The U.S. regards the YPG – the armed wing of the Syrian-based Kurdish Democratic Union (PYD) – as one of the most effective fighting forces in the campaign against ISIS in Syria.

But Turkey’s Islamist-leaning government says the YPG/PYD is a terrorist entity due to its affiliation with the Kurdistan Workers’ Party (PKK), an outlawed group that has waged a violent separatist struggle in south-eastern Turkey for more than three decades.

The U.S., too, considers the PKK a terrorist organization, and Mattis on Wednesday voiced support for Turkey’s security.
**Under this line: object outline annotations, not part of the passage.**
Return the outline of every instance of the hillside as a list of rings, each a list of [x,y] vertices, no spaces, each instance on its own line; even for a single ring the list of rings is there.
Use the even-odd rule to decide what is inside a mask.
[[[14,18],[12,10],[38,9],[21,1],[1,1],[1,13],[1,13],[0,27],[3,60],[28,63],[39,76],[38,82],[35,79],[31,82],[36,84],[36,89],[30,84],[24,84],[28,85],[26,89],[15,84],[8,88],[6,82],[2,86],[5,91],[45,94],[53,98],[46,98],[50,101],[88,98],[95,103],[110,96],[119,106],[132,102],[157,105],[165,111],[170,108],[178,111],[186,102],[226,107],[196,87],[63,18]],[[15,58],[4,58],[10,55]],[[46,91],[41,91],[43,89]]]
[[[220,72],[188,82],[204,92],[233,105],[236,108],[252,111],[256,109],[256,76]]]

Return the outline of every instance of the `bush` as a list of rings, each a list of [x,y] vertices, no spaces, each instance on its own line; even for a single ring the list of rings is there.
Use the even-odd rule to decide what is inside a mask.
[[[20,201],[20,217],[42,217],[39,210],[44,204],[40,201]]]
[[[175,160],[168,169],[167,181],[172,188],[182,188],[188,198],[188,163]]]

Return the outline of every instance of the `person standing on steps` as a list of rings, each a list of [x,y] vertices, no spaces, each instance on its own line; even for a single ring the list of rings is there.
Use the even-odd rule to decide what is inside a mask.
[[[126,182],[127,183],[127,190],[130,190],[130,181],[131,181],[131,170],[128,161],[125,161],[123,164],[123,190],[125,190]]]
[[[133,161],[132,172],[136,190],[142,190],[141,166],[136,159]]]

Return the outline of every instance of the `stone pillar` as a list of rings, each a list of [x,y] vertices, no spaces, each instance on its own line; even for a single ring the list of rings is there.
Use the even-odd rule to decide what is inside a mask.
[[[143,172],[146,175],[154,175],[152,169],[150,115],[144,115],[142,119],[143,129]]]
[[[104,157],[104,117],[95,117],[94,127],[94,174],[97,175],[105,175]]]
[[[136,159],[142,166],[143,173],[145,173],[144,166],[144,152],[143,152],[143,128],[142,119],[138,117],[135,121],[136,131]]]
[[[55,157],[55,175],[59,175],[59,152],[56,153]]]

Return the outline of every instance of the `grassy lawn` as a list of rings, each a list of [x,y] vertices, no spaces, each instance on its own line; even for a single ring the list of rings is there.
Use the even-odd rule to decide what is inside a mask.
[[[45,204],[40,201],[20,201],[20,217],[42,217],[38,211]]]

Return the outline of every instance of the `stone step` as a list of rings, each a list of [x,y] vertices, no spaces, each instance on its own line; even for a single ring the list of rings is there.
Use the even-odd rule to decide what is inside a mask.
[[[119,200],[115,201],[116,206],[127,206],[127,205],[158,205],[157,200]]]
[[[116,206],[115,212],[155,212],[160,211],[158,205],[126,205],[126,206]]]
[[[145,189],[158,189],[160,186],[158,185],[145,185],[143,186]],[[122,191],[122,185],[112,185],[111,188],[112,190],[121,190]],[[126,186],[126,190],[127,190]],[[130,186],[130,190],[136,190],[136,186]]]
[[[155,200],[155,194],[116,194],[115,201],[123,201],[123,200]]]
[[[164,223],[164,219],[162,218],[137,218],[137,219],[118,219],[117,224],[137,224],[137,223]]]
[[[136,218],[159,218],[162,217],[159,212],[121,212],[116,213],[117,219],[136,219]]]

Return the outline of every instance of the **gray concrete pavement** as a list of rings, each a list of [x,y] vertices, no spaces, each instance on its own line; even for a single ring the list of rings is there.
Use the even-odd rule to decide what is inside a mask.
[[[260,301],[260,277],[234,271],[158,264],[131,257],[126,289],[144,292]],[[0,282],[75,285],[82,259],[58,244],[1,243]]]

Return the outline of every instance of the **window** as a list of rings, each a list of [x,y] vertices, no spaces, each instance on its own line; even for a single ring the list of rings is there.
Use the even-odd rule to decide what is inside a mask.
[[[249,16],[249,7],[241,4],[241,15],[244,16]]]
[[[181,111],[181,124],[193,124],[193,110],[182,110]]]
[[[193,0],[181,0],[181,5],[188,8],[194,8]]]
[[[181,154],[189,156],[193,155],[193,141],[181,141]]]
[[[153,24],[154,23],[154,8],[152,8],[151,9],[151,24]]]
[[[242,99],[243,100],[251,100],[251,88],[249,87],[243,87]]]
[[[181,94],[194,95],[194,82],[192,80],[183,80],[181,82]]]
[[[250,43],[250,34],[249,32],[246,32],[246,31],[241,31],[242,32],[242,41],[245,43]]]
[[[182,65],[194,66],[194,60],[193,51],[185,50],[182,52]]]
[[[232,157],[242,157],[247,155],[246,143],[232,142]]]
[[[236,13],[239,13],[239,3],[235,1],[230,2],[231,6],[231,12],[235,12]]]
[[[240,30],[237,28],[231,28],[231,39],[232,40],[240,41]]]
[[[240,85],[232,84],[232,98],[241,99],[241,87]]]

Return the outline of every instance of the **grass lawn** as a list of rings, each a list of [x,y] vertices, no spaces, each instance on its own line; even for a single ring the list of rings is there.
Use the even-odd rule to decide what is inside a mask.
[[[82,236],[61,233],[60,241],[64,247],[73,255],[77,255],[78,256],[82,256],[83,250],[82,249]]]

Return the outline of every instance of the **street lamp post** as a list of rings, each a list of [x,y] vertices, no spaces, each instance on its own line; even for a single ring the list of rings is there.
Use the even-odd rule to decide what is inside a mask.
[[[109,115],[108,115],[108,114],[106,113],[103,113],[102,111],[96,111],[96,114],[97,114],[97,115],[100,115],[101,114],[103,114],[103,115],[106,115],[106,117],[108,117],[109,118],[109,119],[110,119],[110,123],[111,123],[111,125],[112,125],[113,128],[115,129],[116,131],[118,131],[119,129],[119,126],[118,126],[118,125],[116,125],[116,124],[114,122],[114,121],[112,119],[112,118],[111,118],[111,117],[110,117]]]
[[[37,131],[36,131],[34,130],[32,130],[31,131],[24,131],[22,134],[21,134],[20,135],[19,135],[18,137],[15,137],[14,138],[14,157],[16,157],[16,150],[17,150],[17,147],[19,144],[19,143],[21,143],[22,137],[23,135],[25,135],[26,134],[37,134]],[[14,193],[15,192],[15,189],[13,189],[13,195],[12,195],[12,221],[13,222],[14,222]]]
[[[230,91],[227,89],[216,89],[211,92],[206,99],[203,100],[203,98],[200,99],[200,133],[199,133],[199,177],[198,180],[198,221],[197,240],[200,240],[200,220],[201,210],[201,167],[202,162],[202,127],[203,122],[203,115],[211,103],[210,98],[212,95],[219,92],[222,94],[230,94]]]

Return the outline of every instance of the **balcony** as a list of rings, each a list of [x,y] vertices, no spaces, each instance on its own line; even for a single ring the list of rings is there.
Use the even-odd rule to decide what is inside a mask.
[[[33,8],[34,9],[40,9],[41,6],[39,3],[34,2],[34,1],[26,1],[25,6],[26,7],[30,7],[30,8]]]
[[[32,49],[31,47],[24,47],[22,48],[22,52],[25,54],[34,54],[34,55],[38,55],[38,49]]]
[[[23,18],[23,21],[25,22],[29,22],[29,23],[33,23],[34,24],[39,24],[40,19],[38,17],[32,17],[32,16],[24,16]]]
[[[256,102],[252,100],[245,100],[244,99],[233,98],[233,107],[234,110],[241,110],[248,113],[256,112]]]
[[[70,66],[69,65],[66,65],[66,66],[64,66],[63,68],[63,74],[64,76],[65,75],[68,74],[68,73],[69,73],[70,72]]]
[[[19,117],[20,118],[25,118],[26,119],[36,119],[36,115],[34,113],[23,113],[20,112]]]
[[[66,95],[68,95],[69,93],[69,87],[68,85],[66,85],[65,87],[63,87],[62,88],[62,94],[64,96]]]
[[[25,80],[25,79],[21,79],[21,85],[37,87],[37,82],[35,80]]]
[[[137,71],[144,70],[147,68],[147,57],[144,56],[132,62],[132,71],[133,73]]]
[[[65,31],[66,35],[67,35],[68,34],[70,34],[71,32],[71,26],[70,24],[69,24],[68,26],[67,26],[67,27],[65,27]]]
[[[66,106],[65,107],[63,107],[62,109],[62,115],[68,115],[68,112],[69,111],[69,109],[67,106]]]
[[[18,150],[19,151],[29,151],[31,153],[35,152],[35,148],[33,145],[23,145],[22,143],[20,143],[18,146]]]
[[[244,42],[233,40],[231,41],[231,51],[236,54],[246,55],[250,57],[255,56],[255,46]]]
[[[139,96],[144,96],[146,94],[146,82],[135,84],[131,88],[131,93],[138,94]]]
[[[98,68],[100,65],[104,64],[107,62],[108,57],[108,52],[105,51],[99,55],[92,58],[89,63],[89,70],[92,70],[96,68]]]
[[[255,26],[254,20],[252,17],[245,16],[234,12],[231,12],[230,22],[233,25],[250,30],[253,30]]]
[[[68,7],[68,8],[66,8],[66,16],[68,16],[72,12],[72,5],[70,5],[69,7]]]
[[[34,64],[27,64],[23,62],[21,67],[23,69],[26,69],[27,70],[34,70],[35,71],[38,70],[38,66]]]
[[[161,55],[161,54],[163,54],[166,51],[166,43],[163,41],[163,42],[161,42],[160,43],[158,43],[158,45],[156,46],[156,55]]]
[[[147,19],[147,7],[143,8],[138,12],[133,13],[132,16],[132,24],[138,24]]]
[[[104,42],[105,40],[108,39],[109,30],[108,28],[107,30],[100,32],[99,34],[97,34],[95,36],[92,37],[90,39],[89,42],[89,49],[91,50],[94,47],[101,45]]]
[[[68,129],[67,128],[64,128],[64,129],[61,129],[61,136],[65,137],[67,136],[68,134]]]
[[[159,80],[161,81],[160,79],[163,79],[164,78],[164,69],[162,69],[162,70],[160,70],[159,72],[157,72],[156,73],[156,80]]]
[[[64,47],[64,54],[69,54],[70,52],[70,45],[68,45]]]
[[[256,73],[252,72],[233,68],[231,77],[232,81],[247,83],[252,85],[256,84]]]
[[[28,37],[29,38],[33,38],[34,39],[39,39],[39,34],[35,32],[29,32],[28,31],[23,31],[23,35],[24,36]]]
“It’s the only NATO country that confronts an insurgency in its own ground from the PKK,” he said. “And we will work very closely with Turkey in support of their security on their southern border.”

But Turkish Foreign Minister Mevlut Cavusoglu suggested Wednesday that U.S. weaponry provided to the YPG would end up being used against Turks.

“The YPG and the PKK are both terrorist organizations,” he said during a visit to Montenegro. “There is no difference, only the name is different and every weapon they obtain is a threat to Turkey.”

A third Turkish leader, Prime Minister Binali Yildirim, went further, saying arming the YPG would have consequences not just for Turkey but “have a negative impact on the U.S. too.”

“We are against using a terrorist group against another terrorist group, and we have conveyed this clear message to our counterparts,” he said.

‘A very reliable force’

The YPG is a leading component of a broader U.S.-backed alliance called the Syrian Democratic Forces (SDF), which also includes Arab and Turkmen factions.

According to Col. John Dorrian, spokesman for Operation Inherent Resolve – the military mission aimed at destroying ISIS – Syrian Kurdish fighters make up about half of the 50,000-strong SDF.

In a briefing from Baghdad last week, he said the SDF has liberated some 8,000 square kilometers (about 3,100 square miles) of terrain from the jihadists in Syria.

“They’ve fought bravely and taken back a tremendous amount of territory from the enemy, and they’ve proven to be a very reliable force for defeating ISIS,” Dorrian said.

Turkey has offered to take part itself in the drive to liberate Raqqa from ISIS, so long as YPG fighters are excluded from the battle.

A senior Turkish delegation has been visiting Washington in preparation of the Erdogan-Trump meetings next week

Turkish state media say that during their meetings with U.S. officials, the delegation – which included Turkey’s intelligence chief and chief of general staff – tried to convince their counterparts that Arab forces should lead the battle to retake Raqqa.

Late last month, Turkey upped the ante in the dispute by carrying out airstrikes against what the government called “terrorist havens” inside Syria and Iraq, targeting PKK positions but also those of the YPG, reportedly killing 20 fighters of the U.S.-backed group.

That prompted then-State Department spokesman Mark Toner to warn Turkey not to pursue its fight against the PKK “at the expense of our common fight against the terrorists that threaten us all, and that obviously means ISIS.”

“We recognize their concerns about the PKK, but these kinds of actions, frankly, harm the coalition’s efforts to go after ISIS and, frankly, harm our partners on the ground, who are conducting that fight,” he said.

“The force that was attacked was the Syrian Democratic Forces, and those are our partner forces,” Operation Inherent Resolve spokesman Dorrian said in reference to the Turkish airstrikes.

He said the airstrikes “were not especially well coordinated” and had been “conducted with less warning than would allow our forces to safely leave, or to properly coordinate what should have been done.”

The U.S.-Turkey dispute over the Kurds is just one of many complicating elements in a convoluted conflict that has drawn in a cross-section of outside parties, with agendas sometimes that overlap and sometimes clash.

A major concern for Turkey is that the civil war will leave YPG/PYD forces in control of a large expanse of Syrian territory not far from the Turkish border, and that that in turn could boost separatism among the large Kurdish minority in south-eastern Turkey.

Scattered across Turkey, Iraq, Syria and Iran, more than 30 million Kurds comprise the largest ethnic group in the world without a state of its own.